While the miscibility and spatial dispersion of nanoparticles (NPs) in a polymer melt critically affects the properties of the resulting nanocomposite, little simulation work exists on understanding this critical issue. We use isothermal–isobaric ensemble simulations and show that larger NPs disperse more easily than small NPs, implying the relative dominance of NP–polymer attractions over depletion-induced inter-NP attractions. Similarly, polymer chain length only plays a secondary role, probably because the entropic, depletion-induced inter-NP attractions only occur over length scales comparable to the correlation length in the melt, namely the segment size, σ. Importantly, no NP self-assembly is observed, and the only transition that occurs for polymer systems with large enough NPs (σ_NP ≥ 6σ) is of a purely, first-order solid–fluid type.

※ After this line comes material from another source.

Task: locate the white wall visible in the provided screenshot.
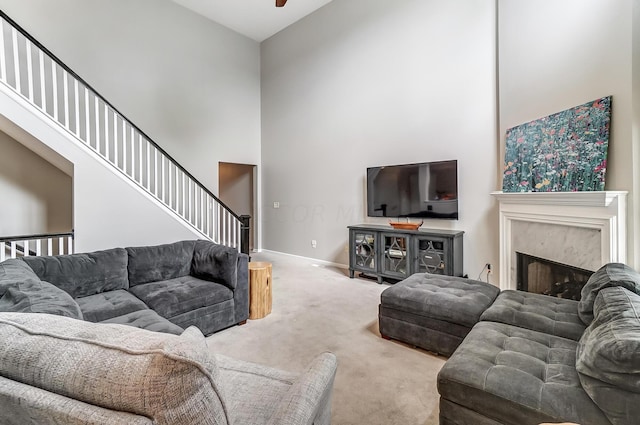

This result follows from the fact that the range of effective attractions between the NPs, δ = σ/σ_NP, is short enough to preclude a vapor–liquid transition. This finding is given more weight since an equivalent sticky sphere model can reproduce the essence of our simulations. The observed behavior is captured by an effective two-body, polymer-mediated, inter-NP interaction potential, a surprising result in light of conventional wisdom in this field which implies the importance of many body effects.